Marian Keyes, mais uma vez conseguiu trazer leveza em assuntos sérios.
Férias é seu segundo livro. O 1° Melancia e até então não entendia porque tantas pessoas gostavam da literatura de Marian, mas depois que li Melancia  já sabia o motivo.
Marian Keyes, aborda assuntos que não saem da cabeça feminina, dúvidas, problemas com o corpo, homens, homens, mulheres.
Particularmente gostei mais de Rachel, ela tem uma simpátia que faltou em Claire, apesar de achar ambas mimadas (um defeito no meu ponto de vista, nas mulheres da familía Walsh, todas elas são mimadas ao ponto de ser chato!).
O crescimento de Rachel no decorrer da história é gritante, deste que ela entra no Claustro até ela admitir que é uma toxicômana.
Numa linguagem tipicamente feminina, e claro, simples, ela abordou um tema sério para uma discussão aberta na qual gostei.
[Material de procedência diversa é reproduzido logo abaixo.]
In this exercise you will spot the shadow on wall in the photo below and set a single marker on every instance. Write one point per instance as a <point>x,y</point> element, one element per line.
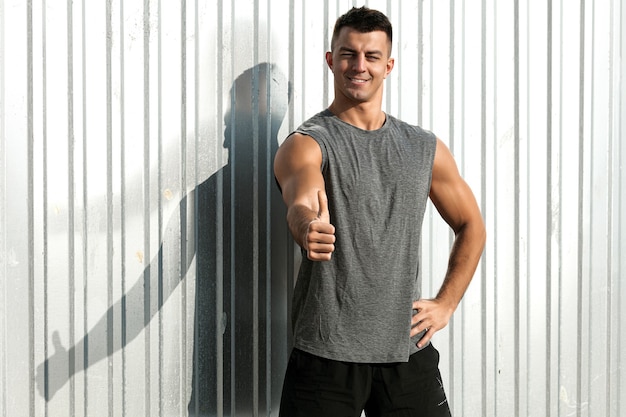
<point>236,218</point>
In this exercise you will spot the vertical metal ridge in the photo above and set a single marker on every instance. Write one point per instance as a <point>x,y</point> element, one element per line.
<point>109,203</point>
<point>255,212</point>
<point>219,228</point>
<point>231,204</point>
<point>3,221</point>
<point>609,229</point>
<point>483,199</point>
<point>269,157</point>
<point>85,206</point>
<point>548,236</point>
<point>147,274</point>
<point>580,225</point>
<point>420,61</point>
<point>123,196</point>
<point>71,204</point>
<point>44,145</point>
<point>516,204</point>
<point>30,203</point>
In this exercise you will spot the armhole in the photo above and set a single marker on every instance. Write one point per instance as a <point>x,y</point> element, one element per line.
<point>321,144</point>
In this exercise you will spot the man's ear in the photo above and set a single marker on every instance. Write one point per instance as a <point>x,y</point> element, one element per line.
<point>390,63</point>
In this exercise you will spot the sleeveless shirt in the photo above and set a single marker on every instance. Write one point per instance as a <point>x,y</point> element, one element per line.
<point>357,307</point>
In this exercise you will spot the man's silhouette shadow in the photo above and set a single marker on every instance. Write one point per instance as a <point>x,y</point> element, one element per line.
<point>233,225</point>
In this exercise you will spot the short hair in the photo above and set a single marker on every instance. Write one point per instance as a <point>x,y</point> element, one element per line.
<point>364,20</point>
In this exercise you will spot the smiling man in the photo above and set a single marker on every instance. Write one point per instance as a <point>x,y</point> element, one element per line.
<point>356,182</point>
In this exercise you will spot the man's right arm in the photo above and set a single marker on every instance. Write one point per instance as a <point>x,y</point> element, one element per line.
<point>297,167</point>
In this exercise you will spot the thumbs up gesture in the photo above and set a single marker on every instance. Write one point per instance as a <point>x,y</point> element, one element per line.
<point>319,239</point>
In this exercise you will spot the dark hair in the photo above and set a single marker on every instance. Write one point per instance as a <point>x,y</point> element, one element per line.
<point>364,20</point>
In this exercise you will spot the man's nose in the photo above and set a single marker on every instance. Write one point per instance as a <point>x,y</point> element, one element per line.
<point>358,63</point>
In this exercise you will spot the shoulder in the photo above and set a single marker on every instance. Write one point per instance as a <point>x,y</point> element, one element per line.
<point>298,149</point>
<point>444,165</point>
<point>413,130</point>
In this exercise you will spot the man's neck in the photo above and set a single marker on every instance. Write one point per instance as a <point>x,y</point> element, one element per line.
<point>366,116</point>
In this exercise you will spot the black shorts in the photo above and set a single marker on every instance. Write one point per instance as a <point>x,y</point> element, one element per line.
<point>318,387</point>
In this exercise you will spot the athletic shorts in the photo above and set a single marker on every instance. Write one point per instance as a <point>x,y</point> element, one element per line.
<point>318,387</point>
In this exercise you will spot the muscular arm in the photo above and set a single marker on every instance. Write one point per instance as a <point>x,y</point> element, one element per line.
<point>456,204</point>
<point>297,170</point>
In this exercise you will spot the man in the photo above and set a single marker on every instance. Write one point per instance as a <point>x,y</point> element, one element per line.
<point>356,183</point>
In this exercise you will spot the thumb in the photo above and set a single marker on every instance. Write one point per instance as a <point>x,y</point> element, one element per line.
<point>323,214</point>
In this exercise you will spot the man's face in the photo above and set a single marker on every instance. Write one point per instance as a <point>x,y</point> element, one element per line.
<point>360,63</point>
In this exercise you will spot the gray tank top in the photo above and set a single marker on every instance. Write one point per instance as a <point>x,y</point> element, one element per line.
<point>358,306</point>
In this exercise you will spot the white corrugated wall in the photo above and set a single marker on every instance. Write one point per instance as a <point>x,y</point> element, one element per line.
<point>145,268</point>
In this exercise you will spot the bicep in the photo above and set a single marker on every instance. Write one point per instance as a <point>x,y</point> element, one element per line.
<point>449,192</point>
<point>297,167</point>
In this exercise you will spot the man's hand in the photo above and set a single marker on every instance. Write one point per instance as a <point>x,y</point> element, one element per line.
<point>432,316</point>
<point>319,239</point>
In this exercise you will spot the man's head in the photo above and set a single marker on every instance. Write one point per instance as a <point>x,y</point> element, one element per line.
<point>364,20</point>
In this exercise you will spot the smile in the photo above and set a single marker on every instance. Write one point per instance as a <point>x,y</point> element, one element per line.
<point>357,80</point>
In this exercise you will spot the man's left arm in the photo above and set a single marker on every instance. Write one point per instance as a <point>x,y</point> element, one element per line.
<point>457,205</point>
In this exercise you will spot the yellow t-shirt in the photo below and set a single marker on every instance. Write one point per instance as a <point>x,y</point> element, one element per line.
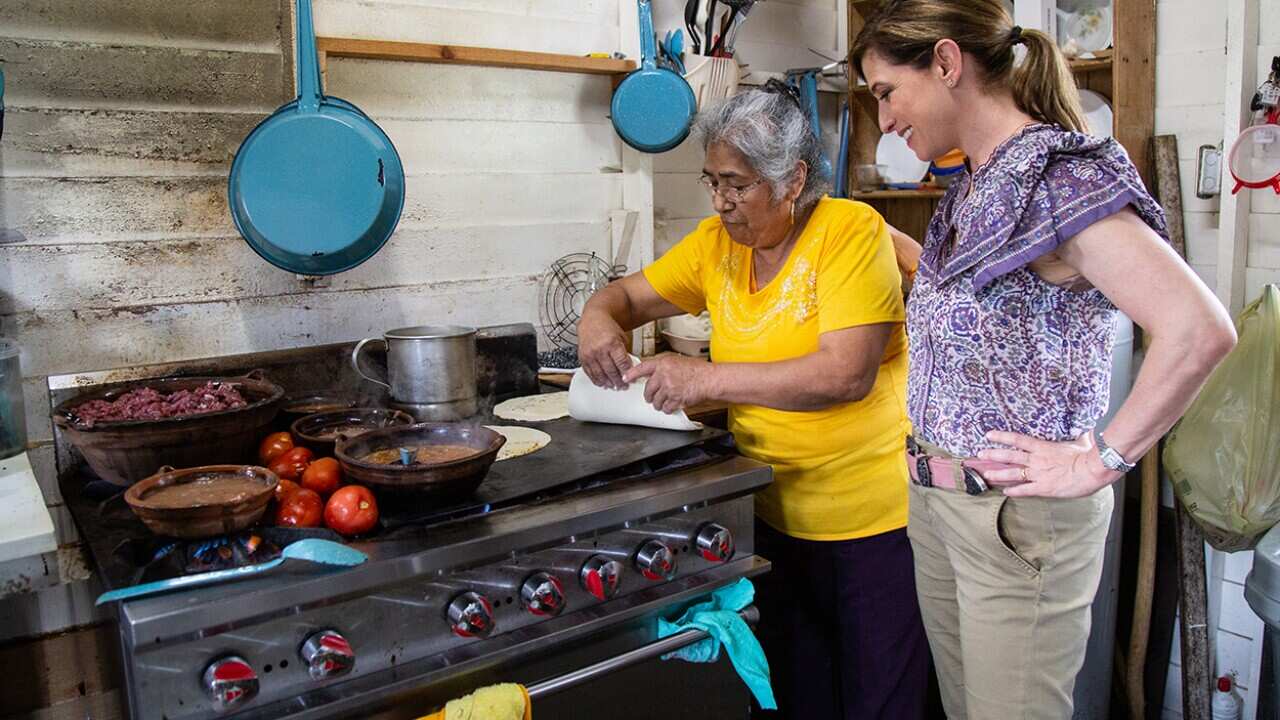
<point>839,473</point>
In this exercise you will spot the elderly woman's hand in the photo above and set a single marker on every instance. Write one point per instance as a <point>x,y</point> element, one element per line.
<point>603,351</point>
<point>1047,469</point>
<point>673,381</point>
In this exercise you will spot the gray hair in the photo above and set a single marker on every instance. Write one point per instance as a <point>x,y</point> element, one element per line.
<point>773,133</point>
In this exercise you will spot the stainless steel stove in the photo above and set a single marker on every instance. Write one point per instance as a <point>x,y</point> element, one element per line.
<point>553,584</point>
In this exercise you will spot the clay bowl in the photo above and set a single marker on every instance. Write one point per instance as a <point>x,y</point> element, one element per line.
<point>126,451</point>
<point>320,431</point>
<point>201,502</point>
<point>309,402</point>
<point>449,479</point>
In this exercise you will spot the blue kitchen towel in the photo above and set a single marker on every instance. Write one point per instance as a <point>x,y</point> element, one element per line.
<point>718,616</point>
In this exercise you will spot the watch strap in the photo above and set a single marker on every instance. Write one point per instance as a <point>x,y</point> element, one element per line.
<point>1111,458</point>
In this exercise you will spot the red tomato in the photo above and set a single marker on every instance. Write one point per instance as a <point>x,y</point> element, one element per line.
<point>274,446</point>
<point>323,475</point>
<point>284,490</point>
<point>300,509</point>
<point>352,510</point>
<point>292,463</point>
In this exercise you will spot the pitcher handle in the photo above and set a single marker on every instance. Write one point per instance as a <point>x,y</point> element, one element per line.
<point>355,360</point>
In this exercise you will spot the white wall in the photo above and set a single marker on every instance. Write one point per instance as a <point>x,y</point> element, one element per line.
<point>1191,73</point>
<point>1264,256</point>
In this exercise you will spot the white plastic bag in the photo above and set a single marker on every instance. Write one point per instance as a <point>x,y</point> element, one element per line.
<point>1224,455</point>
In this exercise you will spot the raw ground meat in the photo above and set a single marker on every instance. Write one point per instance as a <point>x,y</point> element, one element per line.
<point>149,404</point>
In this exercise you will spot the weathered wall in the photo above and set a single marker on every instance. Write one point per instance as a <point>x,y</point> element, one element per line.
<point>115,244</point>
<point>122,122</point>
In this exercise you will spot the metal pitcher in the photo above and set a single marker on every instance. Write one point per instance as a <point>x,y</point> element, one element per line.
<point>430,370</point>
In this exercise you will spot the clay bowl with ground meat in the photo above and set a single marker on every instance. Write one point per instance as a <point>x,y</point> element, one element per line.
<point>320,431</point>
<point>448,460</point>
<point>123,451</point>
<point>202,502</point>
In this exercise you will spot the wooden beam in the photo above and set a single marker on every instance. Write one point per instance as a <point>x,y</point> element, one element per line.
<point>1134,80</point>
<point>1192,583</point>
<point>1164,155</point>
<point>465,55</point>
<point>1242,65</point>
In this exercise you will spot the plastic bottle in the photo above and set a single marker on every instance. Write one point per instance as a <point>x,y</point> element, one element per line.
<point>1226,705</point>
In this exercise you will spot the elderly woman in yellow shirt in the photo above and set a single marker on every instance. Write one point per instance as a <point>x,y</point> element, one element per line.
<point>809,351</point>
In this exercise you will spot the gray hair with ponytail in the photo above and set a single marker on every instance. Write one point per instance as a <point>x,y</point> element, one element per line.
<point>772,131</point>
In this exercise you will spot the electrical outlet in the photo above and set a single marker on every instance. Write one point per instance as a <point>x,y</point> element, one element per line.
<point>1208,172</point>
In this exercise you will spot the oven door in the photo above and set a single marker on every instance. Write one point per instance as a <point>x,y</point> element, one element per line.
<point>592,665</point>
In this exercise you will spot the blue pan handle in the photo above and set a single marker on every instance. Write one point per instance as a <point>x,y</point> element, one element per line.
<point>648,50</point>
<point>309,63</point>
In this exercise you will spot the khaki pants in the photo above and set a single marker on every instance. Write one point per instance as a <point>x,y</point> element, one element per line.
<point>1005,589</point>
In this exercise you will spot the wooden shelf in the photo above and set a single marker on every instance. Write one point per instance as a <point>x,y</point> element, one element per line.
<point>464,55</point>
<point>1088,65</point>
<point>923,194</point>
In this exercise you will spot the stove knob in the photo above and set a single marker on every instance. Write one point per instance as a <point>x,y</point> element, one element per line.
<point>714,542</point>
<point>471,615</point>
<point>328,655</point>
<point>231,682</point>
<point>600,577</point>
<point>543,595</point>
<point>656,560</point>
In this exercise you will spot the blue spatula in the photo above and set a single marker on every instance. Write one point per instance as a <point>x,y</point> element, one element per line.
<point>311,550</point>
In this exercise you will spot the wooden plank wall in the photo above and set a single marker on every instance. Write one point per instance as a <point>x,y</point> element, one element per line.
<point>115,244</point>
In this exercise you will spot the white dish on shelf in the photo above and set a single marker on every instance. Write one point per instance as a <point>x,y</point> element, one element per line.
<point>1084,31</point>
<point>1097,113</point>
<point>900,163</point>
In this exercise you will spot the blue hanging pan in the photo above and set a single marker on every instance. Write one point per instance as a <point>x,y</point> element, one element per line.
<point>653,108</point>
<point>318,187</point>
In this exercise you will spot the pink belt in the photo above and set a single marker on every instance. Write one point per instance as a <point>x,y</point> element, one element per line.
<point>951,473</point>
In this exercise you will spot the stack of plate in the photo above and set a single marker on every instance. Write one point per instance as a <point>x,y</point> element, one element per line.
<point>903,169</point>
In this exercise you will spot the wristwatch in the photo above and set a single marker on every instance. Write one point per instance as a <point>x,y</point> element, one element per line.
<point>1111,458</point>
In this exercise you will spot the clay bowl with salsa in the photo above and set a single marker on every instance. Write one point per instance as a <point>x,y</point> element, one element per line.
<point>448,460</point>
<point>201,502</point>
<point>320,432</point>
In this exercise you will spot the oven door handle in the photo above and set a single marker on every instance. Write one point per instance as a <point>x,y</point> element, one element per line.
<point>639,655</point>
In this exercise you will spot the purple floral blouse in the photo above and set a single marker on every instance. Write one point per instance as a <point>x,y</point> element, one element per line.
<point>992,346</point>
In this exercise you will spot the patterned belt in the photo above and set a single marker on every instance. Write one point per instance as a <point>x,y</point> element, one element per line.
<point>931,466</point>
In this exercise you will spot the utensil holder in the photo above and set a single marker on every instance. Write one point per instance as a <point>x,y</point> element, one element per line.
<point>711,78</point>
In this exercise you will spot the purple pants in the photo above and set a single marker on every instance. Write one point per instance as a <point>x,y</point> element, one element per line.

O modo na qual ela aborda o uso de drogas com uma pessoa “normal” foi bem interessante. Pois quando se pensa em viciados no geral, temos a mania de criar um esteriótipo, esquecendo que muitas pessoas supostamente bem são viciadas e nem passa em nossa cabeça. E Marian conseguiu quebrar isso, não apenas com Rachel, mais todos os personagem do Claustro.
As atrapalhadas de Rachel me tiraram boas risadas. E também me emocionei com suas dificuldades o quanto ainda amava Luke, confesso que quando chegou no final do livro, eu chorei. Ela merecia um final feliz.
Férias, um dramalhão que levou um toque todo especial da autora deixando a história tão deliciosa que não dá vontade de parar de ler.

Corre atrás do seu e depois conte-me o que achou.

Ps: Férias pode-se dizer também que é uma autobriografia da escritora, já que ela mesma passou por problemas com drogas e bebidas. E com certeza achou seu Luke Costello.